Two out of every three Californians get at least some drinking water from the Delta. In a state of 37 million people, one in every four gallons of water consumed by the state's farms, factories and people comes from the Delta.
And California's population is expected to climb to 48 million by 2030.
Meanwhile, the state's use of its second-largest water source, the Colorado River, is being curtailed as upstream states and the federal government begin to more strictly enforce the 1922 interstate treaty that limits California's share.
CalFed promised water agencies in the San Joaquin Valley and Southern California that they would be better able to rely on the Delta to provide the water they need.
But water managers say the CalFed program adopted five years ago has failed to deliver.
"Water supply reliability out of the Delta -- I don't think you could make the case that CalFed has improved that," said Steve Hall, executive director of the Association of California Water Agencies, which represents nearly all of the state's urban and agricultural water agencies. "Ultimately, we have to be able to export water more reliably out of the Delta without necessarily increasing the amount."
That effort suffered a blow early this year when scientists confirmed a dramatic decline in Delta fish populations. Pumps that siphon water out of the Delta could be contributing to the decline, although there are other possible causes. In response, state water officials delayed plans to increase the capacity of Delta pumps until at least 2009.
Environmentalists, however, say CalFed already is allowing more water to be pumped out of the Delta than ever before.
Environmental Defense has compiled figures to show that 6.4 million acre-feet were pumped out of the Delta this year, a record high set in the middle of a major fish crisis. Three of the four highest rates of pumping in the Delta have occurred in the past four years, according to the national environmental organization, which has offices in Oakland.
"We have the lowest Delta smelt population ever, and the highest export levels ever," said Spreck Rosekrans, a senior analyst and author of a recent report called "Finding the Water," which describes how the amount of water dedicated to environmental purposes in CalFed has diminished since the agreement was adopted in 2000.
Water agencies say there is no direct statistical relationship between fish populations and annual pumping volumes.
Still, the fish crisis came as a troubling setback to water users who were counting on CalFed's ecosystem restoration projects to improve environmental conditions enough to relieve restrictions on their ability to take more water out of the Delta. When fish populations are healthy, there is less pressure to reduce water deliveries than when the environment is highly degraded.
"Look at the amount that has been spent on ecosystem (about $800 million) against surface storage and conveyance (less than $240 million)," said former Secretary of State Bill Jones, an early CalFed negotiator and advocate of San Joaquin Valley farmers.
Jones and others are frustrated at the apparent failure of CalFed's environmental work to improve the Delta environment and its lack of progress on building a large new reservoir.

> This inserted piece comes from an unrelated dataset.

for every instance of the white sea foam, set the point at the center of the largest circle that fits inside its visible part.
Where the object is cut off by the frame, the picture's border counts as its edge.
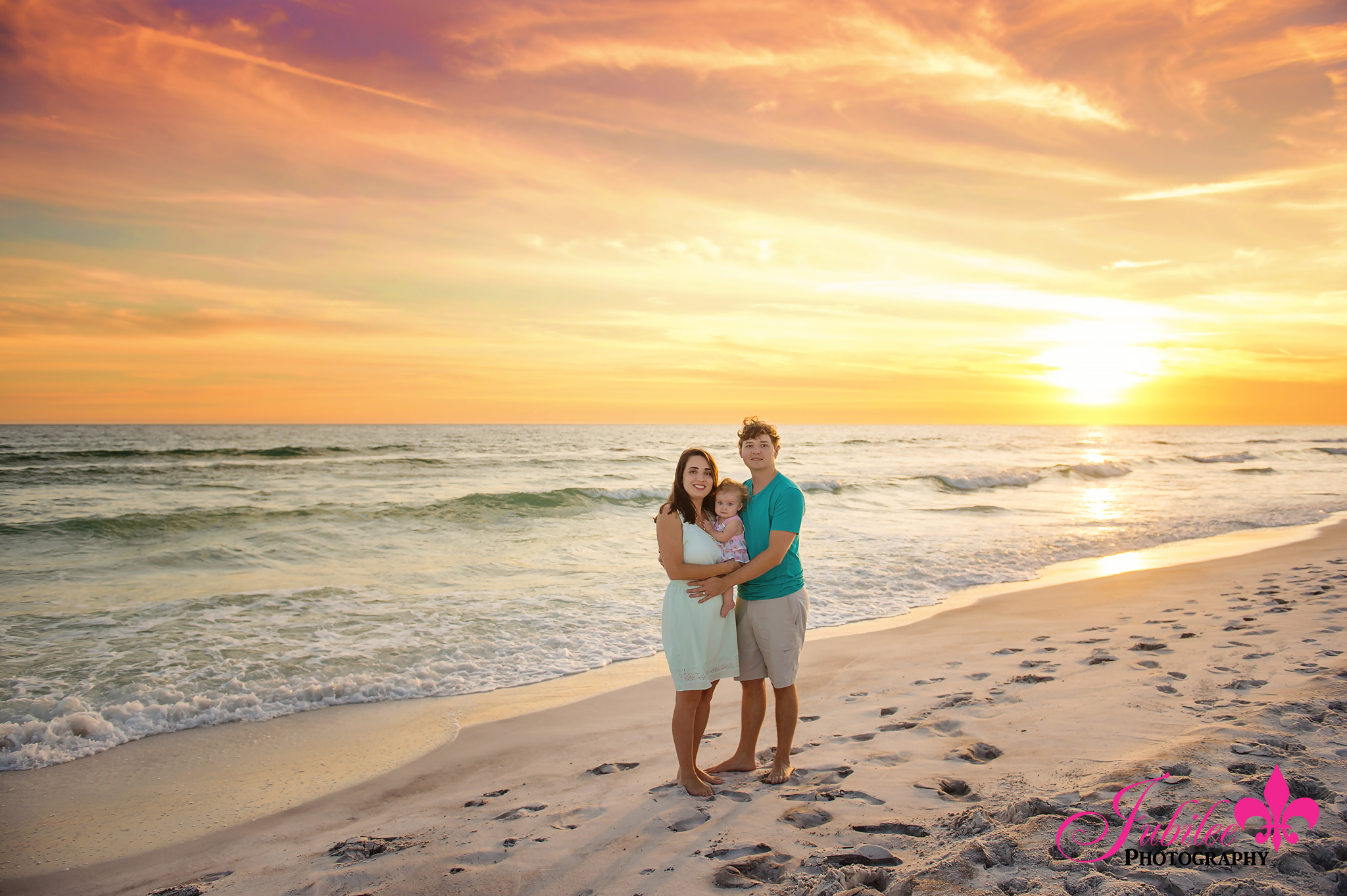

The last major dam, New Melones Dam, was completed in 1979, when the state's population was less than 24 million.
Since then, California has grown by 50 percent and is on pace to double its 1979 population by 2030.
CalFed has spent more than $1 billion on ground water storage, boosting capacity in underground aquifers by 300,000 acre-feet, mostly in the southern San Joaquin Valley.
But the trend in surface storage is for individual water agencies to build smaller, regional reservoirs, such as Contra Costa Water District's 100,000 acre-foot Los Vaqueros Reservoir completed in 1998 and the Metropolitan Water District of Southern California's 800,000 acre-foot Diamond Valley Reservoir completed in 1999.
Perhaps more than storage, water agencies south of the Delta want to increase the capacity of the largest water pumps in the state.
The State Water Project pumps near Tracy move water out of the Delta and into a 444-mile aqueduct that ends in Riverside County. By regulation, those pumps are allowed to run only at about two-thirds throttle.
The water agencies badly want to ease those restrictions. They say doing so would allow them to slow pumping down for environmental reasons -- such as when fish schools move near the intakes -- if they could crank the pumps harder later, when it's safe.
Environmentalists, Delta farmers and anglers are mistrustful of that plan, however, and say the Delta's recent woes could be caused, at least in part, by pumping. Therefore, it would be irresponsible to move forward with the relaxation on pumping limits now, they say.
State water officials are navigating a middle ground, moving forward with plans that will set the stage for increasing the pumping capacity without committing to a final decision on whether to follow through with higher pumping rates.
A Delta agricultural district, the South Delta Water Agency, is among those critics who say CalFed is committing prematurely to higher pumping rates.
In a Dec. 7 letter about wide-ranging negotiations among CalFed participants, the district's lawyer complained that CalFed has defanged environmental regulators who might otherwise order reductions in pumping.
"There is purposefully no one effort to identify the effects (of state and federal pumps) on fisheries and require appropriate mitigation which may include decreased exports," wrote the South Delta agency's attorney, John Herrick.
"The CalFed process of working toward consensus has co-opted the fishery agencies into being supporters of ever-increasing exports, a subject on which they should be neutral," Herrick added.